This topic describes how to add LDAP authentication sources and use user accounts in AD to log on to IDaaS.

Procedure

  1. Log on to the IDaaS console as an IT administrator. For more information, see Logon in Administrator Guide.
  2. In the left-side navigation pane, choose Authentication > Authentication Sources.
  3. In the upper-right corner of the Authentication Sources page, click Add Authentication Source. Find LDAP and click Add Authentication Source in the Actions column. Configure the parameters in the dialog box that appears.
    1

    Set LDAP URL to the IP address + port number of the AD domain.

    Set LDAP Base, LDAP Account, and LDAP account password to the values of AD.

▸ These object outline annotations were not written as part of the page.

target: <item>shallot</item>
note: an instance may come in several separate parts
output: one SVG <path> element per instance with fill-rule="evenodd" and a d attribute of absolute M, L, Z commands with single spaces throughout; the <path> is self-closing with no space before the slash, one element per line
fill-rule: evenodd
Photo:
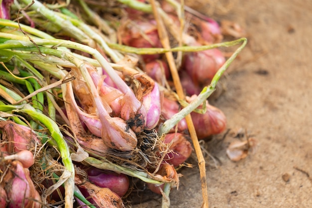
<path fill-rule="evenodd" d="M 29 150 L 41 143 L 37 134 L 30 128 L 11 121 L 0 121 L 2 139 L 6 142 L 7 151 L 16 153 Z"/>
<path fill-rule="evenodd" d="M 109 188 L 120 197 L 124 196 L 129 189 L 128 177 L 112 171 L 91 168 L 88 170 L 88 179 L 100 187 Z"/>
<path fill-rule="evenodd" d="M 8 208 L 39 208 L 41 199 L 31 181 L 29 171 L 14 160 L 1 182 L 7 195 Z"/>
<path fill-rule="evenodd" d="M 152 129 L 157 125 L 160 116 L 160 95 L 157 83 L 143 100 L 142 104 L 147 110 L 146 127 Z"/>
<path fill-rule="evenodd" d="M 170 144 L 169 152 L 166 154 L 164 160 L 177 167 L 183 164 L 191 155 L 192 145 L 188 136 L 179 133 L 167 134 L 164 138 L 164 144 Z"/>

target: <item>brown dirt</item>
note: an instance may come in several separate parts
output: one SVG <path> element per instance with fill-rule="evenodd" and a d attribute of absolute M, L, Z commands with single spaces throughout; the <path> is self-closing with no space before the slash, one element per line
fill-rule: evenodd
<path fill-rule="evenodd" d="M 226 14 L 213 13 L 209 4 L 196 9 L 238 22 L 248 33 L 247 46 L 223 77 L 226 90 L 213 104 L 226 115 L 229 129 L 247 129 L 258 145 L 255 154 L 233 162 L 225 152 L 229 135 L 207 143 L 217 162 L 216 168 L 207 160 L 209 208 L 311 207 L 312 4 L 235 2 Z M 171 208 L 201 206 L 199 171 L 192 164 L 170 193 Z M 159 197 L 149 197 L 133 207 L 160 207 Z"/>

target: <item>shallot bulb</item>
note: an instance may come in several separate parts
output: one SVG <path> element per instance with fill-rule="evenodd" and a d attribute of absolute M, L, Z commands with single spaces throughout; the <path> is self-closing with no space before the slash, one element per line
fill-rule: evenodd
<path fill-rule="evenodd" d="M 6 142 L 6 150 L 9 153 L 29 150 L 41 143 L 34 131 L 13 121 L 0 121 L 0 129 L 2 130 L 2 139 Z"/>
<path fill-rule="evenodd" d="M 167 134 L 164 144 L 171 144 L 169 149 L 171 151 L 166 154 L 164 160 L 174 167 L 183 164 L 191 155 L 192 145 L 188 136 L 179 133 Z"/>
<path fill-rule="evenodd" d="M 190 99 L 194 99 L 193 95 Z M 186 100 L 190 99 L 186 97 Z M 200 106 L 199 107 L 200 107 Z M 191 117 L 199 139 L 202 139 L 223 132 L 226 128 L 226 117 L 218 108 L 210 105 L 206 101 L 206 111 L 204 114 L 192 112 Z"/>
<path fill-rule="evenodd" d="M 122 31 L 122 41 L 126 45 L 137 48 L 161 47 L 155 20 L 134 19 L 126 22 L 126 29 Z M 143 55 L 146 62 L 158 58 L 159 54 Z"/>
<path fill-rule="evenodd" d="M 147 110 L 146 127 L 153 129 L 158 124 L 160 116 L 160 94 L 156 83 L 152 91 L 143 97 L 142 104 Z"/>
<path fill-rule="evenodd" d="M 4 160 L 16 160 L 19 161 L 25 168 L 28 168 L 33 165 L 33 155 L 28 150 L 22 150 L 17 153 L 6 156 L 3 158 Z"/>
<path fill-rule="evenodd" d="M 105 102 L 109 104 L 113 115 L 119 115 L 121 108 L 120 100 L 123 98 L 123 94 L 116 88 L 107 84 L 105 82 L 107 78 L 100 76 L 95 67 L 89 64 L 86 64 L 85 65 L 93 83 L 99 89 L 100 96 L 105 100 Z"/>
<path fill-rule="evenodd" d="M 180 108 L 180 106 L 176 101 L 163 97 L 161 105 L 161 117 L 164 120 L 169 119 L 173 115 L 178 112 Z M 187 124 L 185 118 L 179 122 L 177 124 L 177 129 L 179 132 L 182 132 L 187 129 Z M 170 131 L 170 132 L 174 132 L 174 128 Z"/>
<path fill-rule="evenodd" d="M 88 181 L 81 183 L 79 186 L 81 192 L 86 191 L 88 196 L 85 197 L 89 199 L 92 204 L 100 208 L 124 208 L 125 206 L 120 197 L 107 188 L 100 188 Z"/>
<path fill-rule="evenodd" d="M 182 69 L 188 74 L 195 86 L 202 88 L 210 83 L 225 62 L 225 58 L 220 50 L 213 48 L 186 53 L 183 61 Z"/>
<path fill-rule="evenodd" d="M 163 180 L 164 179 L 167 182 L 172 182 L 171 186 L 172 187 L 178 186 L 179 175 L 176 172 L 174 167 L 171 165 L 165 163 L 162 163 L 155 177 L 160 178 Z M 159 186 L 159 185 L 147 183 L 147 186 L 151 191 L 159 195 L 161 194 L 160 189 L 162 190 L 163 188 L 163 184 Z"/>
<path fill-rule="evenodd" d="M 108 188 L 120 197 L 123 197 L 129 189 L 129 179 L 125 174 L 102 170 L 96 168 L 88 170 L 88 179 L 96 185 Z"/>
<path fill-rule="evenodd" d="M 101 137 L 108 147 L 122 151 L 131 151 L 136 147 L 138 140 L 135 133 L 122 118 L 111 117 L 99 96 L 92 96 L 98 117 L 97 118 L 79 108 L 70 85 L 68 84 L 67 89 L 72 107 L 90 131 Z"/>
<path fill-rule="evenodd" d="M 155 60 L 147 63 L 144 71 L 161 86 L 164 86 L 165 80 L 170 78 L 168 65 L 161 60 Z"/>
<path fill-rule="evenodd" d="M 219 42 L 223 38 L 220 25 L 215 20 L 207 17 L 204 20 L 196 21 L 202 38 L 209 43 Z"/>
<path fill-rule="evenodd" d="M 6 208 L 7 201 L 5 190 L 2 186 L 0 186 L 0 208 Z"/>
<path fill-rule="evenodd" d="M 8 208 L 41 207 L 41 199 L 31 181 L 29 171 L 13 161 L 4 175 L 1 186 L 7 195 Z"/>

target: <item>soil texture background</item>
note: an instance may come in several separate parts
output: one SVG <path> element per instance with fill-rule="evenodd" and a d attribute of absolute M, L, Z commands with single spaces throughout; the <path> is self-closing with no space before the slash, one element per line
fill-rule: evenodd
<path fill-rule="evenodd" d="M 258 142 L 255 153 L 237 162 L 226 153 L 231 134 L 203 144 L 214 159 L 207 157 L 209 208 L 311 208 L 311 1 L 236 0 L 223 13 L 216 1 L 205 1 L 186 3 L 217 20 L 237 22 L 248 39 L 211 103 L 223 111 L 230 132 L 242 128 Z M 170 208 L 201 206 L 199 170 L 194 159 L 189 162 L 194 167 L 180 172 Z M 148 198 L 133 207 L 161 207 L 159 196 Z"/>

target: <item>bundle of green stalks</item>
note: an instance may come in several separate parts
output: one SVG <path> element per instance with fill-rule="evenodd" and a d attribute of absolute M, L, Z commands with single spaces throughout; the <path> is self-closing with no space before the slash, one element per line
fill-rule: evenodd
<path fill-rule="evenodd" d="M 246 38 L 173 0 L 2 0 L 0 15 L 0 207 L 129 207 L 140 181 L 167 208 L 193 151 L 206 178 L 198 140 L 226 124 L 207 98 Z"/>

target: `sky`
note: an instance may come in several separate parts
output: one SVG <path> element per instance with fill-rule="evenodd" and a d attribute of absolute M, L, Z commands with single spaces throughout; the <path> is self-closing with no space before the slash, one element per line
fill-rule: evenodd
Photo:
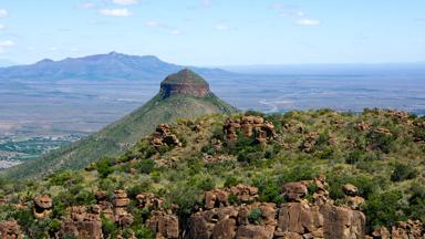
<path fill-rule="evenodd" d="M 185 65 L 425 61 L 424 0 L 0 0 L 0 60 L 111 51 Z"/>

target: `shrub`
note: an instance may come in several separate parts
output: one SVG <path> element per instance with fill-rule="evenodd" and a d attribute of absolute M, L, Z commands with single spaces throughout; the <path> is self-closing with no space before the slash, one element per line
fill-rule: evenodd
<path fill-rule="evenodd" d="M 103 232 L 105 238 L 115 238 L 117 232 L 118 232 L 118 228 L 116 227 L 114 221 L 103 217 L 102 218 L 102 232 Z"/>
<path fill-rule="evenodd" d="M 248 214 L 248 220 L 250 224 L 260 224 L 261 221 L 261 210 L 259 208 L 252 209 Z"/>
<path fill-rule="evenodd" d="M 258 188 L 261 201 L 271 201 L 277 205 L 283 202 L 283 198 L 280 196 L 280 189 L 274 178 L 260 176 L 255 178 L 252 184 Z"/>
<path fill-rule="evenodd" d="M 114 168 L 111 166 L 111 158 L 105 157 L 96 163 L 96 169 L 101 178 L 106 178 L 114 172 Z"/>
<path fill-rule="evenodd" d="M 235 186 L 237 184 L 240 184 L 240 179 L 234 177 L 234 176 L 228 176 L 226 178 L 226 181 L 225 181 L 225 187 L 231 187 L 231 186 Z"/>
<path fill-rule="evenodd" d="M 412 196 L 408 199 L 406 212 L 410 217 L 419 219 L 425 224 L 425 186 L 415 183 L 411 187 Z"/>
<path fill-rule="evenodd" d="M 151 174 L 155 168 L 155 162 L 152 159 L 143 159 L 138 163 L 138 170 L 142 174 Z"/>
<path fill-rule="evenodd" d="M 417 176 L 418 172 L 412 165 L 397 163 L 394 167 L 393 174 L 391 175 L 392 181 L 403 181 L 413 179 Z"/>

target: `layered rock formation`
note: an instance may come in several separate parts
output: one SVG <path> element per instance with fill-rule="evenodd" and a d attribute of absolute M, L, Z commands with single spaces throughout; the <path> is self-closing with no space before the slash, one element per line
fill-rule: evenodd
<path fill-rule="evenodd" d="M 151 144 L 156 148 L 164 145 L 182 147 L 182 143 L 175 134 L 172 134 L 167 124 L 160 124 L 156 127 L 155 133 L 151 136 Z"/>
<path fill-rule="evenodd" d="M 197 97 L 205 97 L 210 93 L 208 83 L 189 69 L 184 69 L 176 74 L 167 76 L 160 83 L 163 97 L 175 94 L 185 94 Z"/>
<path fill-rule="evenodd" d="M 101 208 L 84 206 L 70 208 L 70 217 L 62 221 L 58 238 L 102 239 Z"/>
<path fill-rule="evenodd" d="M 315 184 L 314 202 L 303 199 L 307 185 Z M 277 206 L 258 202 L 257 188 L 243 185 L 215 189 L 204 195 L 205 209 L 190 217 L 187 238 L 364 238 L 365 216 L 348 207 L 336 207 L 326 199 L 324 177 L 313 181 L 283 185 L 290 202 Z M 229 195 L 240 205 L 231 206 Z"/>
<path fill-rule="evenodd" d="M 235 142 L 241 131 L 246 137 L 256 137 L 256 141 L 265 145 L 276 136 L 274 126 L 270 122 L 265 122 L 260 116 L 243 116 L 242 118 L 227 118 L 224 125 L 225 136 L 229 142 Z"/>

    Set Filter Condition to (sAMAccountName=$username$).

    1
  4. In the left-side navigation pane, choose Users > Organizations and Groups. Click Configure LDAP in the right window to configure LDAP settings. If you have configured the LDAP authentication source, skip this step.
    1
    1
  5. Create an account and provision the account to AD. You can connect to AD to view the provisioned account.

  6. Click LDAP in the Use a Third-party Account to Log On section of the logon page. You are redirected to the Log On with LDAP Account page. Enter the provisioned account for logon. The password for the provisioned account here must be the AD domain password, instead of the password in IDaaS.
    1
    1

    After adding the LDAP authentication source, you can use the account and the password in AD to log on to the IDaaS console.